Vivir
en una gran ciudad puede ser una experiencia fascinante y también aterradora;
porque en una ciudad pasan muchas cosas y la muchedumbre se convierte en carne de cañón al tener que enfrentar la lucha cotidiana
Nadie
tiene tiempo de aburrirse, existen lugares increíbles, se puede conseguir cualquier cosa y comer a cualquier hora.
Pero
las ciudades son ruidosas y llegan a ser casi caóticas y el aire a veces puede cortarse
con un cuchillo de tan enrarecido por la combustión de los vehículos que circulan
pesadamente a paso de
hombre.
Es
más rápido, económico y saludable andar en bicicleta, pero en
Buenos Aires, esa buena costumbre va a tardar en instalarse porque el porteño es
fiel a su automóvil, que es parte de él mismo y difícilmente lo abandone por
alguna otra cosa.
Sin
embargo, a pesar del bullicio, a algunos les deleita escuchar el ensordecedor
ritmo de rock a todo volumen de su auto, gustosos
de poder compartir esa dudosa música con sus ocasionales vecinos de tránsito, principalmente en las esquinas
donde hay semáforos.
Otros,
en cambio prefieren escuchar las noticas, para animarse, y llegan a sus
trabajos apesadumbrados y de mal humor después de enterarse de todas las cosas desagradables que pasan en
el mundo.
También
están los que amanecen con los auriculares puestos y que no se los sacan ni
para bañarse. Son los que hablan por
teléfono sin manos cuando manejan y cierran las ventanillas del auto para
escuchar mejor, arriesgándose a no oír la sirena de una ambulancia o
de los bomberos o la bocina de alguien que intenta inútilmente salvarlos.
La
ciudad es una jungla de asfalto donde hay depredadores que atacan y víctimas
que se defienden como pueden.
Sin
embargo, a pesar de todo, una ciudad tiene su encanto. Tomar un cafecito en la confitería de una
esquina mientras leemos el diario, sentarse en el banco de una plaza a tomar sol o a comer un sandwich al mediodía, encontrarnos con amigos, ver una película en
un cine mientras masticamos pochoclo, comprarnos algo con la tarjeta de crédito aunque sea
fin de mes en el shopping, ver vidrieras, leer libros en esas librerías donde
también se puede tomar algo, para luego irnos
disimuladamente sin comprar nada.
Las
grandes ciudades son sucias porque es tierra de nadie. La gente no puede evitar tirar basura en
cualquier parte, aunque haya recipientes de residuos, es la libertad que se
toman los que se sienten reprimidos en sus casas, o los que no tienen basureros y tiran su basura por la ventana.

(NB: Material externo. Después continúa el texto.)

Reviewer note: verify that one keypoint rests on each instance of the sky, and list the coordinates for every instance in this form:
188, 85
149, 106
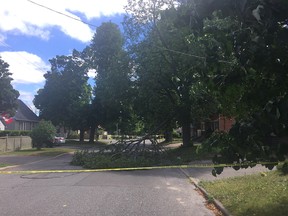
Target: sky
31, 34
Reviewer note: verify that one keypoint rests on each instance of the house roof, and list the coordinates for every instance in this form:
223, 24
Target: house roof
24, 113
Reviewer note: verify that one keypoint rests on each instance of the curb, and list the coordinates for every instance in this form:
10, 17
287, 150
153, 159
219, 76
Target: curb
217, 203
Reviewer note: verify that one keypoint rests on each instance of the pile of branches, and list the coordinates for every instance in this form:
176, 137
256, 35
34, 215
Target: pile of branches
146, 145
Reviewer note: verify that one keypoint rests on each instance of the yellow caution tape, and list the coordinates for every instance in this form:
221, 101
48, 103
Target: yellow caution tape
136, 168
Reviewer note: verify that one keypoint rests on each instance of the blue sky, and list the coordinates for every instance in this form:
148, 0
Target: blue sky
30, 35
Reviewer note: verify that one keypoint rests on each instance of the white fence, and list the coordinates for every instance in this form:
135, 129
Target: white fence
13, 143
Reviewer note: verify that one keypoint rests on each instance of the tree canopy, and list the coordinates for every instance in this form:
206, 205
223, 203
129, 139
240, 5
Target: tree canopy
8, 95
181, 62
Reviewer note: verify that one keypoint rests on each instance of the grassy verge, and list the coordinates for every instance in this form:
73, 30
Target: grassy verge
4, 165
177, 156
42, 152
85, 144
260, 194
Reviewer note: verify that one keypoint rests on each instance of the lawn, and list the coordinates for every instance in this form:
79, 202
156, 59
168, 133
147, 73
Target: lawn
42, 152
4, 165
260, 194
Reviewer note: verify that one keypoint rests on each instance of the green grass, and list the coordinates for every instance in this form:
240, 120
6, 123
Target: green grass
260, 194
188, 154
85, 144
42, 152
4, 165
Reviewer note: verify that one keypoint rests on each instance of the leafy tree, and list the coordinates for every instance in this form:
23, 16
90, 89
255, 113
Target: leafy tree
8, 95
169, 51
66, 94
43, 134
108, 58
254, 90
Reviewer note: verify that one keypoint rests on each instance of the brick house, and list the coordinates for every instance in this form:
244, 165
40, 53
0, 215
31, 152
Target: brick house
24, 120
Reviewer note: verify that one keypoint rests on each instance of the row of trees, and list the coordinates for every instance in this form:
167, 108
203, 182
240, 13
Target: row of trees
179, 62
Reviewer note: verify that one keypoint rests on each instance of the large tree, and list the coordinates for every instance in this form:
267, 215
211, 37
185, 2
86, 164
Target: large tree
8, 95
112, 90
255, 89
66, 94
165, 42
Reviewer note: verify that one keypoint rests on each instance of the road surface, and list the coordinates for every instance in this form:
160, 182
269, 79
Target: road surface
148, 192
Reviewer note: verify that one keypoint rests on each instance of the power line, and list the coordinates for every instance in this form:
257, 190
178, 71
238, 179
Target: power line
58, 12
38, 67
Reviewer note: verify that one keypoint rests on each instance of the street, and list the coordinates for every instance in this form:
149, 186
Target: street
146, 192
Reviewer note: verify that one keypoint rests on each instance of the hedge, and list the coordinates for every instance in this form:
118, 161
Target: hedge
14, 133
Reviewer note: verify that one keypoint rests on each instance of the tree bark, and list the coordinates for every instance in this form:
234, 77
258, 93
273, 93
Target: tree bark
168, 135
92, 133
186, 133
81, 138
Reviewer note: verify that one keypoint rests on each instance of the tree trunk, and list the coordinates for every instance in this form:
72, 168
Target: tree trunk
81, 138
92, 133
186, 133
168, 135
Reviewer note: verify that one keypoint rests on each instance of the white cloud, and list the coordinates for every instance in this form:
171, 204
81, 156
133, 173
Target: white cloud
26, 68
27, 98
24, 17
92, 73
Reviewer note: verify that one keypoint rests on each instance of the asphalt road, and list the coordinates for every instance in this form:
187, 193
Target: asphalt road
148, 192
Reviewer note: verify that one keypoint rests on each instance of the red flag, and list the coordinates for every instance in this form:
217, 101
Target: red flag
7, 119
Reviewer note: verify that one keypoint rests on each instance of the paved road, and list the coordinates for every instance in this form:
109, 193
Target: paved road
149, 192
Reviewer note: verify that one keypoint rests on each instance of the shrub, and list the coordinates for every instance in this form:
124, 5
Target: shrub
43, 134
14, 133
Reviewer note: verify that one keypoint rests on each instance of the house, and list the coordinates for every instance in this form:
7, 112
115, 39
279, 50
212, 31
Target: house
24, 119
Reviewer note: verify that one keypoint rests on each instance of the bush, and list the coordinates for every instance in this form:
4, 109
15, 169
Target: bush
43, 134
283, 167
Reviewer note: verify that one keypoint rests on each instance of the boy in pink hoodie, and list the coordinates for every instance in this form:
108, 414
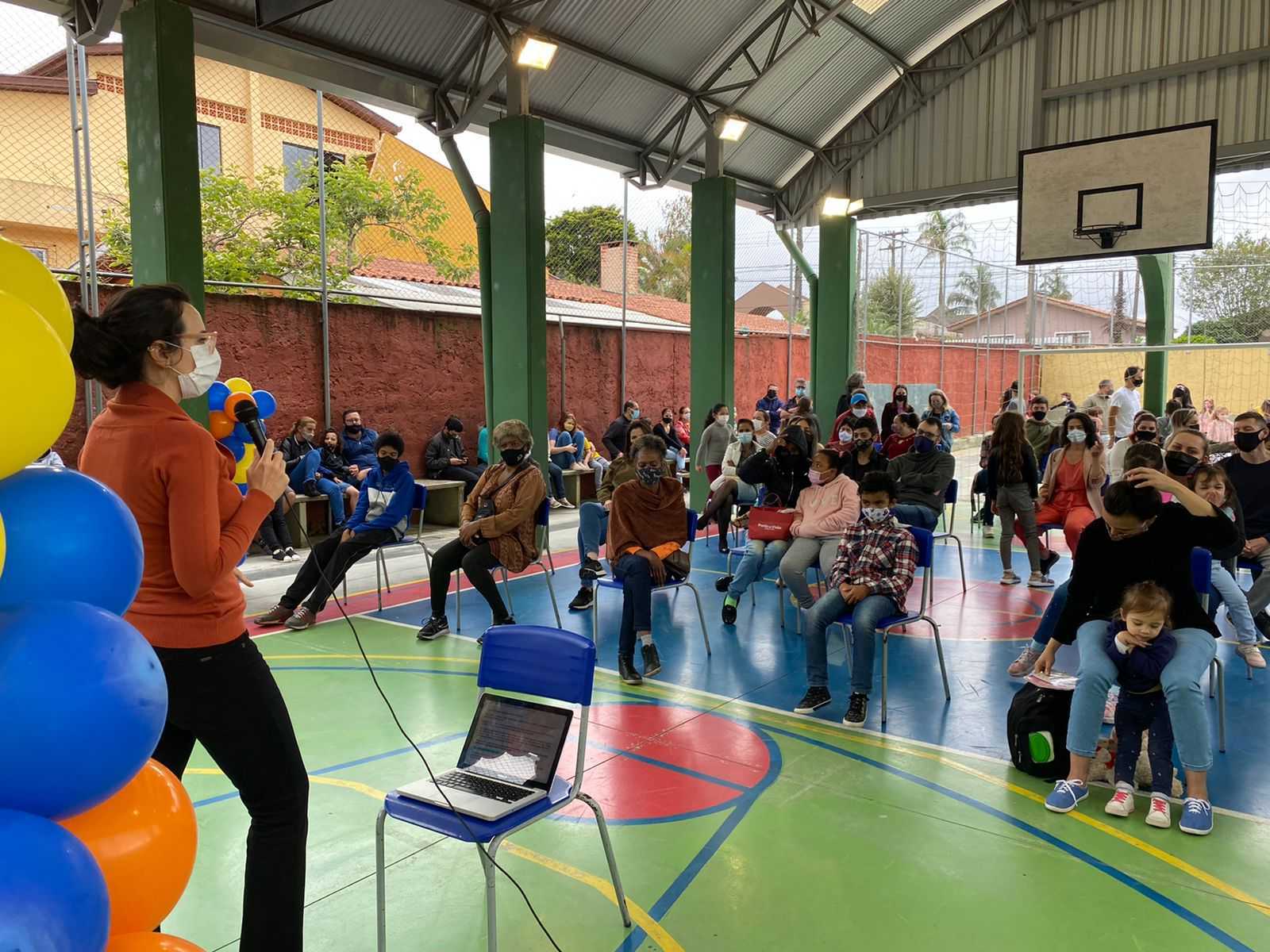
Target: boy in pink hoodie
825, 511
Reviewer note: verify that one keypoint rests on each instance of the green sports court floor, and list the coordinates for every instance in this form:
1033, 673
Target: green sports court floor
736, 827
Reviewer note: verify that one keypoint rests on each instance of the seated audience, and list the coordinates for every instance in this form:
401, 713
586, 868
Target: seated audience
359, 444
615, 437
381, 517
648, 527
1249, 471
594, 514
922, 478
783, 474
823, 513
498, 528
901, 438
870, 578
446, 457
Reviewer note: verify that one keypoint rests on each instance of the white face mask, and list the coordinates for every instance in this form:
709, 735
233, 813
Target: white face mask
207, 368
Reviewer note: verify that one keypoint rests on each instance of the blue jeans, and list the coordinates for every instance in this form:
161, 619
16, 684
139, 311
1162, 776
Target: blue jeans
868, 612
637, 579
592, 528
918, 516
760, 559
1180, 681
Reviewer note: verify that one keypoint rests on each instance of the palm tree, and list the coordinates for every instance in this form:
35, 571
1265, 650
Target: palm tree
943, 234
975, 292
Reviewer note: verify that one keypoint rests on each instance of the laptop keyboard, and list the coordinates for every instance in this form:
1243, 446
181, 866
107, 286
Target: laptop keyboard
482, 787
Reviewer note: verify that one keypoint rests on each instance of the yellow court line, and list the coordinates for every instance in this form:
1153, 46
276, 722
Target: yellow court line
639, 916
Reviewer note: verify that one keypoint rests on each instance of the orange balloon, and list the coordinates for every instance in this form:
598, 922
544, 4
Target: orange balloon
233, 400
220, 424
150, 942
144, 838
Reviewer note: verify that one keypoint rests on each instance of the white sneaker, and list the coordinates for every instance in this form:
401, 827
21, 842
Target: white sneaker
1122, 801
1251, 654
1026, 662
1159, 812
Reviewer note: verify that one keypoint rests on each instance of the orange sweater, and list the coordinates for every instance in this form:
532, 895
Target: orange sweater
194, 524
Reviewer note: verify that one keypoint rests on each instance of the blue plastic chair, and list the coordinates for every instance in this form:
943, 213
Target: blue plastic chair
925, 539
610, 583
522, 659
1202, 578
543, 533
381, 565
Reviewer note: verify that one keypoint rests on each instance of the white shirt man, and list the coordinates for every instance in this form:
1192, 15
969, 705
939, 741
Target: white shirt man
1126, 404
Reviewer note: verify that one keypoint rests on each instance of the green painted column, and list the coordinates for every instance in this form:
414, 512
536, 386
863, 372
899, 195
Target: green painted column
833, 317
163, 152
516, 351
1157, 294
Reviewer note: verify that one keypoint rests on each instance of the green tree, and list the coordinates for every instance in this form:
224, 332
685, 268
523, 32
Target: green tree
1227, 290
666, 259
258, 230
1054, 285
943, 234
893, 304
575, 239
975, 292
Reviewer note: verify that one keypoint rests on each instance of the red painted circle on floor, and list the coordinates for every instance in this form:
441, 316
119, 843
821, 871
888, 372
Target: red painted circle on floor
660, 762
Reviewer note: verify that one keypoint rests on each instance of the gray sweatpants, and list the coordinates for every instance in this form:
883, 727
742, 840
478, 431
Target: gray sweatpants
1015, 499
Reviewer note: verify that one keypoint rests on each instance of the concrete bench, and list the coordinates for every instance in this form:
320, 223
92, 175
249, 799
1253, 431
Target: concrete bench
444, 501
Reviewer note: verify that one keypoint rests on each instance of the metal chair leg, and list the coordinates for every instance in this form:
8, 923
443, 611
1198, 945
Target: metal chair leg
380, 900
610, 857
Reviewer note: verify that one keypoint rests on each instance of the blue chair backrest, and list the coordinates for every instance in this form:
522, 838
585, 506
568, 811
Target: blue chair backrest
1202, 570
925, 539
530, 659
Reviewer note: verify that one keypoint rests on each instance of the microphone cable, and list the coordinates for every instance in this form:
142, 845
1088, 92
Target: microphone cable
414, 747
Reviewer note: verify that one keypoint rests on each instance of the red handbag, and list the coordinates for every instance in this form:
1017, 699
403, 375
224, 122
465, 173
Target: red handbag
770, 524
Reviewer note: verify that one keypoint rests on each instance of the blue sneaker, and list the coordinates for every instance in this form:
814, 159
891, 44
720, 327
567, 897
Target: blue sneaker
1066, 795
1197, 818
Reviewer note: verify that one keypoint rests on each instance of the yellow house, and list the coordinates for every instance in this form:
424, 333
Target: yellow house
247, 122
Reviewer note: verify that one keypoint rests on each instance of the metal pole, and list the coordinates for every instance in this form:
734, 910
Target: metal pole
321, 264
626, 221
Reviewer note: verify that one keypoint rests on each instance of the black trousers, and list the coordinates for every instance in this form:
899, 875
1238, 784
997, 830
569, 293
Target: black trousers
225, 698
325, 566
476, 562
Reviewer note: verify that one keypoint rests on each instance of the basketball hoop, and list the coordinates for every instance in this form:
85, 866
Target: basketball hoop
1103, 235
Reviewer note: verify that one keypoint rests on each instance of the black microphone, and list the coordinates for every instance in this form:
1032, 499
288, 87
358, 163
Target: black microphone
249, 416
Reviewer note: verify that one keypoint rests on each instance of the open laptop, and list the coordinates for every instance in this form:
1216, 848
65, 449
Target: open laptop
508, 759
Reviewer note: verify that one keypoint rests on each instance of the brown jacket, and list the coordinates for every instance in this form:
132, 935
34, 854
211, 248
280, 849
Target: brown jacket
511, 531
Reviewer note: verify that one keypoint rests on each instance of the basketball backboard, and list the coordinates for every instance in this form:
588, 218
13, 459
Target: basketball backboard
1138, 194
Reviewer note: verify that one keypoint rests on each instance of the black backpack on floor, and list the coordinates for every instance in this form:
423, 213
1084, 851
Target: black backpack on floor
1037, 730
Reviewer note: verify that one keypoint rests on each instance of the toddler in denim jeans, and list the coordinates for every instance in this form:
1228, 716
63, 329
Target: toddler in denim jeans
1140, 647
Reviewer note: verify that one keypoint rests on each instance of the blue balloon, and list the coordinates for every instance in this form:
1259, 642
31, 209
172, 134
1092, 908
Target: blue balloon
83, 704
69, 536
52, 894
216, 397
264, 403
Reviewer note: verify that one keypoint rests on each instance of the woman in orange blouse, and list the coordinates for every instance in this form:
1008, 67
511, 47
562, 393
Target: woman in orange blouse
150, 343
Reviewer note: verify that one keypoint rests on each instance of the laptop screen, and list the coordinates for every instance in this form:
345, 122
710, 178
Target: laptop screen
516, 742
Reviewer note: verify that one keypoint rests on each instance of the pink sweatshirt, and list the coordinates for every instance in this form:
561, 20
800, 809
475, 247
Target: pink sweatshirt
829, 509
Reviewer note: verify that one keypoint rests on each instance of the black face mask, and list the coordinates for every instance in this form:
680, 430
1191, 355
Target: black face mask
1248, 442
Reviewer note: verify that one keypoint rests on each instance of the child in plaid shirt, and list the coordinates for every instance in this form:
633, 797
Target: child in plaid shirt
872, 577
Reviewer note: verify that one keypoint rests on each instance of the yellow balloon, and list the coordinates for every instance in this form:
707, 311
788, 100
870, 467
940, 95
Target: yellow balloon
31, 282
37, 371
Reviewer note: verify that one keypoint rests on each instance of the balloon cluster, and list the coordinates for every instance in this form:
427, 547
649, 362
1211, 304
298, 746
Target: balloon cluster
222, 400
97, 841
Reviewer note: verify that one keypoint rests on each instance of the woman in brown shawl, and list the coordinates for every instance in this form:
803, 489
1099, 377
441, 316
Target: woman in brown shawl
497, 528
648, 524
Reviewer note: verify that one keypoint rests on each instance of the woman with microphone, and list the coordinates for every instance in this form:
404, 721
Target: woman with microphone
152, 344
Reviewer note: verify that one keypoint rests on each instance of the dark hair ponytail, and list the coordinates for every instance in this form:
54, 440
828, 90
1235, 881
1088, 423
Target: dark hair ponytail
112, 348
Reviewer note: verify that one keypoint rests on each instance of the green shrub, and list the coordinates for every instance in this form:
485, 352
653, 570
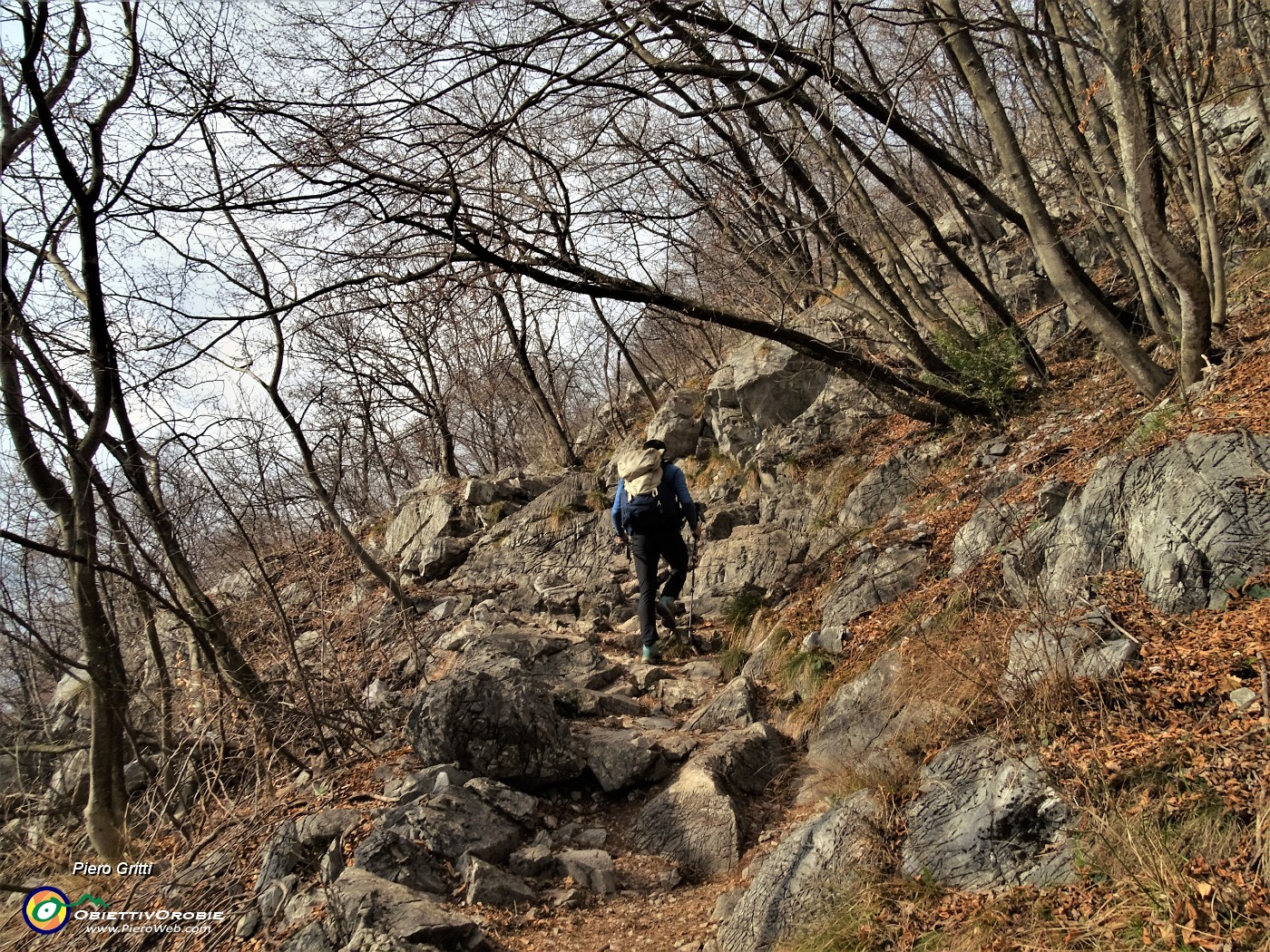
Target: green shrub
739, 609
984, 370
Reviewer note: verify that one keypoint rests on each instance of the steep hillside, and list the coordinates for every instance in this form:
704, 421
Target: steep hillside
943, 688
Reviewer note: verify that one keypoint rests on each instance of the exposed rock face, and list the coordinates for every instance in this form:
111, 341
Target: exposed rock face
454, 821
359, 899
873, 579
751, 558
736, 706
592, 869
400, 860
503, 727
677, 424
1089, 647
581, 665
992, 523
885, 486
620, 759
696, 821
425, 518
869, 724
491, 886
564, 533
761, 386
1193, 517
983, 819
796, 879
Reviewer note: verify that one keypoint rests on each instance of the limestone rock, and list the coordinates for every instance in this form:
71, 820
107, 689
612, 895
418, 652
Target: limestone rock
456, 821
991, 524
751, 558
361, 899
873, 579
872, 725
736, 706
676, 423
423, 520
491, 886
696, 821
514, 805
310, 938
1089, 647
591, 869
983, 818
619, 759
1193, 517
502, 727
759, 387
399, 860
885, 486
799, 876
581, 665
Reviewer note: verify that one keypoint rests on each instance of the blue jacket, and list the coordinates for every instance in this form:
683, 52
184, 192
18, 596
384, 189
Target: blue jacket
672, 472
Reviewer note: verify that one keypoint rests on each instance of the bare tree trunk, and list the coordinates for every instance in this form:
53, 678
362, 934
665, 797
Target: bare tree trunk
1145, 372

El tema de la basura es urticante, la gente se la quiere sacar de encima a toda costa al punto de no tolerar las bolsas llenas ni siquiera en la puerta de sus casas a la espera del camión recolector de residuos. Quieren sus veredas limpias, por eso llevan sus bolsas de residuos a la esquina.
Es así como se acumula una montaña de basura que no es de
nadie, para que cualquiera pueda hurgar en ellas y desparramar su contenido, y las ratas se puedan hacer un festín después
de medianoche.
Pero el espectáculo obligado que conmueve a todos es el que dan los sin techo, la gemte desheredada que se adueña de las veredas de las ciudades, resguardándose debajo
de los balcones de las casas.
Es
admirable la capacidad de adaptación del hombre que vive en las calles sin que
nada pueda desalentarlo, ni la impiadosa lluvia, ni el frío del más crudo invierno
por las noches.
Así
como la gente de las ciudades puede a veces parecernos desalmada y
violenta, también puede ser solidaria con
los indigentes, tal vez más solidaria y generosa que cualquiera de sus parientes.
En
pocas horas, alguien que aparece dormido en un umbral, consigue, sin pedir
nada, un colchón, una almohada y también
una frazada; y algunos mendigos ni siquiera necesitan pedir limosna porque hay personas que les llevan todo lo que necesitan y la comida al mediodía y a la noche.
¿Será porque la gente que vive cómoda en sus departamentos con calefacción, no
puede dormir pensando en ellos, que aunque llueva o truene se pasan todo el día a la intemperie?
En
todos los países, aún en los más desarrollados, hay gente que duerme en la
calle, muchos son enfermos mentales que han huido de sus casas, porque es
probable que sus propios familiares les hayan abierto las puertas para que se
vayan.
Quizás
sea el espectáculo que tengamos que ver todos los días, para tomar conciencia del privilegio de tener un lugar para vivir y de lo felices que somos.